The Vauxs of Triermain in the parish of Lanercost, on Cumberland’s border with Northumberland, were descended from Hubert Vaux, who had been granted the barony of Gilsland by Henry II in 1158. The barony passed in the female line to the Multons and then, in 1315, to the Dacres, but the male descent of the Vauxs was perpetuated through an illegitimate line. In 1212 Hubert’s son, Ranulph, had granted the manor of Triermain to his bastard son, Roland, the progenitor of our MP.
Vaux was of age by 1434 when sworn to the peace in Cumberland; and in the subsidy returns of the following year he was assessed on a modest annual income of ten marks.
The pace of Vaux’s activities increased in the 1440s. In addition to appointments as escheator and commissioner of array, he sat as a gaol delivery juror on three occasions at Carlisle, the site of another of his outlying properties.

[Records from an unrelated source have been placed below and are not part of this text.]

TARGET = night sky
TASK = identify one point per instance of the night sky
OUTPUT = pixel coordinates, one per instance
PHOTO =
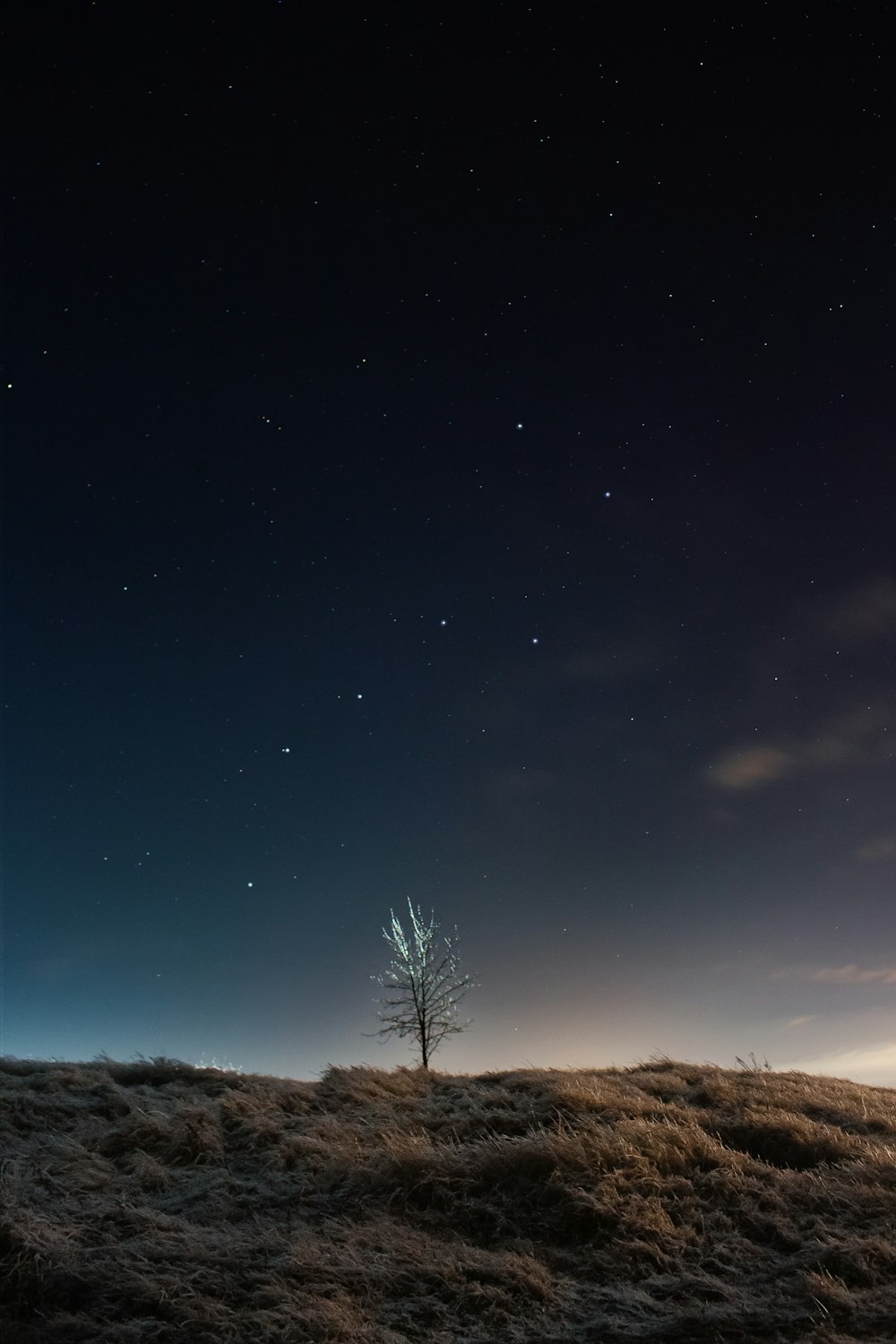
(449, 454)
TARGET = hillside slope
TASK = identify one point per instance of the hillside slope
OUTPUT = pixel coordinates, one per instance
(665, 1202)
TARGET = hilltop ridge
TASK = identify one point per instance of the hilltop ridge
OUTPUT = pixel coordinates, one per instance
(156, 1201)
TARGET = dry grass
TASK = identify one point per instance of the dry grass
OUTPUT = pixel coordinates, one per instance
(667, 1202)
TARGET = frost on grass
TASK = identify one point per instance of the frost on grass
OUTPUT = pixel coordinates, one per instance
(668, 1202)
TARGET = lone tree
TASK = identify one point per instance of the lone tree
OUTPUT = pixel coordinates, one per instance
(424, 986)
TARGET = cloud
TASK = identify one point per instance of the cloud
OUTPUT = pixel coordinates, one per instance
(839, 975)
(855, 739)
(751, 768)
(877, 851)
(863, 613)
(871, 1064)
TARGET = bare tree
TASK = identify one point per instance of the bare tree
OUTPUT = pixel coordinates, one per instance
(424, 986)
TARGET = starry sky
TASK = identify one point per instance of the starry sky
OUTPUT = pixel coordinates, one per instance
(450, 456)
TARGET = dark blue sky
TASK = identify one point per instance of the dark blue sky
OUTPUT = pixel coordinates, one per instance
(450, 460)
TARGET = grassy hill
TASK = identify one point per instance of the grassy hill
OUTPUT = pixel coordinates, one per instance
(159, 1202)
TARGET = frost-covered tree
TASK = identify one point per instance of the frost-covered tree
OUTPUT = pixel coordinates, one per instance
(424, 984)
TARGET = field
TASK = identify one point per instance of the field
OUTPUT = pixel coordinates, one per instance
(158, 1202)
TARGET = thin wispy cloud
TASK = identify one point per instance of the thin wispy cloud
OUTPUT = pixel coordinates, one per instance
(856, 739)
(863, 613)
(877, 851)
(849, 975)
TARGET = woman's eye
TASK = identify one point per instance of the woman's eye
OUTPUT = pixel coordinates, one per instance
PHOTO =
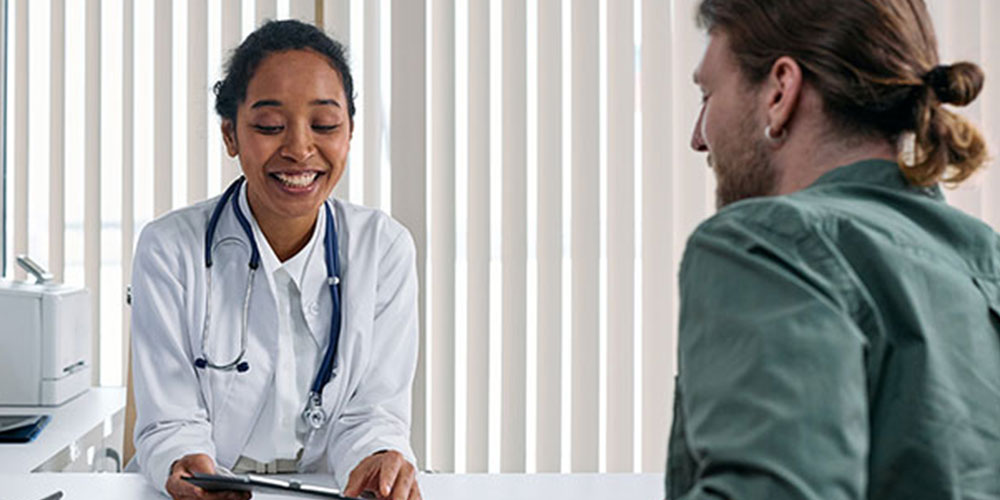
(269, 129)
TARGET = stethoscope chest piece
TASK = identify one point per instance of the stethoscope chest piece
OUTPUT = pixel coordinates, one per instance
(314, 414)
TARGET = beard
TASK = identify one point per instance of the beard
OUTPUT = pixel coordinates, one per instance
(743, 168)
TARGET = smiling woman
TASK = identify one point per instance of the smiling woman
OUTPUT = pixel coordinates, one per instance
(299, 371)
(292, 135)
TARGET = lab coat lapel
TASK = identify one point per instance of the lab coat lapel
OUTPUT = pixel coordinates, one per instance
(314, 288)
(245, 398)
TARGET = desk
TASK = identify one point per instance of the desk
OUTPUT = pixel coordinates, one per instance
(80, 430)
(433, 486)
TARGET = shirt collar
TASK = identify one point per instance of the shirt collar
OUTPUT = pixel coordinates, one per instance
(298, 263)
(878, 172)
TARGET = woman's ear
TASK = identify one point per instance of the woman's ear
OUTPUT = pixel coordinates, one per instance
(229, 137)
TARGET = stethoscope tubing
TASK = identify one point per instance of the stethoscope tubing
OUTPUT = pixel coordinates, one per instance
(326, 369)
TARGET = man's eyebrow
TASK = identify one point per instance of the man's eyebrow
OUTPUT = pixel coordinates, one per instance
(265, 102)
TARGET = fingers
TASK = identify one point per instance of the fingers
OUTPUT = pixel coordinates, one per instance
(391, 463)
(415, 491)
(180, 489)
(358, 479)
(199, 462)
(404, 483)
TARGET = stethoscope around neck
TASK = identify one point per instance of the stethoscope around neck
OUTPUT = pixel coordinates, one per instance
(313, 414)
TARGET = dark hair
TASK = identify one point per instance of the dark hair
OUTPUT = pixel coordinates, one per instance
(271, 37)
(876, 65)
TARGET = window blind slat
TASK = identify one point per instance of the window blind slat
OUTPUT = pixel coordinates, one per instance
(374, 138)
(585, 236)
(409, 172)
(162, 107)
(92, 181)
(442, 233)
(336, 22)
(197, 106)
(515, 237)
(127, 180)
(478, 237)
(231, 16)
(4, 126)
(303, 10)
(658, 234)
(21, 91)
(621, 234)
(550, 237)
(57, 140)
(266, 10)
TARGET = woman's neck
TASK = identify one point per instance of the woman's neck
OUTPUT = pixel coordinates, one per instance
(286, 236)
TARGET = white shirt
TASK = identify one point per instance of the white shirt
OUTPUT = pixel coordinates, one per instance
(280, 431)
(181, 409)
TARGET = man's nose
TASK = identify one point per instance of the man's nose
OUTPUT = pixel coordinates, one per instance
(697, 138)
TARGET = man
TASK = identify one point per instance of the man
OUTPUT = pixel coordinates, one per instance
(840, 323)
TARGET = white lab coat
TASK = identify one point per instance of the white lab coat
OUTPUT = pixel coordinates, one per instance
(183, 410)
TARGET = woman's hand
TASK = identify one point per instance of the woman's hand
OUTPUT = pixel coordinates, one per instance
(386, 474)
(180, 489)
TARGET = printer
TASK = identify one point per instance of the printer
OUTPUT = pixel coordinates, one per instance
(44, 340)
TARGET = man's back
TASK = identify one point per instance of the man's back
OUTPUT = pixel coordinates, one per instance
(840, 342)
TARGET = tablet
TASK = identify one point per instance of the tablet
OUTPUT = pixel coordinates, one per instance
(263, 484)
(22, 428)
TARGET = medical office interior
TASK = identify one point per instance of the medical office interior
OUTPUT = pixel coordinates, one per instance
(537, 151)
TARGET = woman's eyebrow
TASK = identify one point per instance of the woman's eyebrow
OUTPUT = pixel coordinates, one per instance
(265, 102)
(325, 102)
(316, 102)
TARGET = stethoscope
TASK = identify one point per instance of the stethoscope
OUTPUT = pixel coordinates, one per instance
(313, 414)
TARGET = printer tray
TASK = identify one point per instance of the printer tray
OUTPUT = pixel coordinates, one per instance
(25, 433)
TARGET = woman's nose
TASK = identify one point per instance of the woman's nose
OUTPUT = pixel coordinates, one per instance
(298, 145)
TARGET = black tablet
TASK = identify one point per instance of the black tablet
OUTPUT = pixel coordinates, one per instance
(263, 484)
(21, 428)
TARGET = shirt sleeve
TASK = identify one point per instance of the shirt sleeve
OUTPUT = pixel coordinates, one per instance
(377, 417)
(771, 368)
(171, 416)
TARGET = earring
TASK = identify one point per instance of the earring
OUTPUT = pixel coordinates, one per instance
(781, 136)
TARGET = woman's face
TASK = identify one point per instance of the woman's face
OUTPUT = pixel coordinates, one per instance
(292, 135)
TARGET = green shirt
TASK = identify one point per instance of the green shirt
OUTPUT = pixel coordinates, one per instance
(841, 342)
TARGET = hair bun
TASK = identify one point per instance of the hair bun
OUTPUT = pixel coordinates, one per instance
(957, 84)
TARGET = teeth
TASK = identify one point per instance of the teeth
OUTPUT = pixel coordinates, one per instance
(297, 180)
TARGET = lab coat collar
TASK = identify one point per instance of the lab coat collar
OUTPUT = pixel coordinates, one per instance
(307, 268)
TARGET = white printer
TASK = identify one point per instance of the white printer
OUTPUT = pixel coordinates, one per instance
(44, 340)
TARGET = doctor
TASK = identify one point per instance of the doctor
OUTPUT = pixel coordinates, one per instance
(275, 328)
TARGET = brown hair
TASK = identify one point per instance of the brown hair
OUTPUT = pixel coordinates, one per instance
(875, 63)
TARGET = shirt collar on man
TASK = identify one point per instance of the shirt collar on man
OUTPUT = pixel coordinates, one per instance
(878, 172)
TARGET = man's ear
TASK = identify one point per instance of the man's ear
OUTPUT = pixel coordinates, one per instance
(783, 93)
(229, 137)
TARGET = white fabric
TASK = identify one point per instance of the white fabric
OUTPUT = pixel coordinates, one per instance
(280, 431)
(183, 410)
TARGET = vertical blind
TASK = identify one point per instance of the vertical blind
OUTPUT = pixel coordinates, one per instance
(536, 149)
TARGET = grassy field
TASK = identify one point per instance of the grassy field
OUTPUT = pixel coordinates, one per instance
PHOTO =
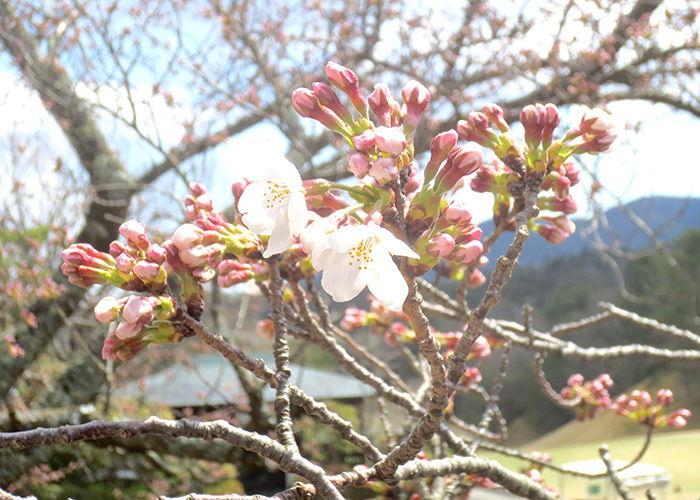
(678, 452)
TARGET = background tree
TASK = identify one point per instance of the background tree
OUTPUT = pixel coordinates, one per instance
(147, 93)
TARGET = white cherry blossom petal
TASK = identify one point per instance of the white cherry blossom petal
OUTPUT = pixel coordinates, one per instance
(359, 256)
(387, 283)
(275, 206)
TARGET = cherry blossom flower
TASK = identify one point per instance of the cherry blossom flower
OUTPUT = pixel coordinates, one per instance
(360, 256)
(275, 205)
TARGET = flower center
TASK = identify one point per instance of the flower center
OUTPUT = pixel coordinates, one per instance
(276, 193)
(361, 254)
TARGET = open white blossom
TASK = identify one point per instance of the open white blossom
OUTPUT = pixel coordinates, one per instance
(275, 205)
(359, 256)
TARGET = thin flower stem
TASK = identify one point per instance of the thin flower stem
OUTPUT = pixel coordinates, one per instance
(492, 401)
(500, 276)
(620, 486)
(541, 379)
(283, 413)
(373, 360)
(433, 416)
(650, 323)
(298, 397)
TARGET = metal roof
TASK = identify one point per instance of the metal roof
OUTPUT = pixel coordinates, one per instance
(597, 466)
(212, 381)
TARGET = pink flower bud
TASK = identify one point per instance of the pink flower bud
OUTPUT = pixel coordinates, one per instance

On 14 July 1453, during the second prorogation of his Parliament, Vaux was was described as an esquire resident at the Neville stronghold of Middleham when he offered mainprise in a royal grant to a fellow MP, John Archer II*. More significantly, when the earl of Salisbury became chancellor in the following April, Vaux and the other Cumberland MP, Skelton, were among his clients admitted to the customary privilege of prosecuting their debtors in the court of Chancery.
Little is known of Vaux in the later 1450s. On 25 Feb. 1457 he secured, in the name of himself and his wife, Joan, a papal indult to have a portable altar. Similar licences were given on the same day to others connected with the Nevilles, including John Tunstall*, and it may be that the Nevilles had petitioned the Pope on their behalf. There is, however, no firm evidence that Vaux repaid the favour by taking up arms for them in the civil war of 1459-61. Although, on 5 Apr. 1460, while the Lancastrians were in control after Ludford Bridge, he sued out a general pardon, giving the Neville stronghold of Penrith as a former address, there is no reason to infer from this that he had fought at Ludford.
Nevertheless, although trusted by the Yorkist government, Vaux did not rank alongside his former ward and son-in-law, Richard Salkeld, in local importance under the new dispensation. Indeed, he cuts a rather obscure figure in the last years of his career. Although in 1466 he was again named as sheriff, he took the office with the greatest reluctance and failed to serve out his full term.
Little can be discovered about Vaux’s associations with other Cumberland gentry. In the early 1460 he was acting as one of the administrators of another Neville servant, Thomas de la More (d.1459), one of whose daughters and coheirs married his kinsman, William Vaux of Catterlen.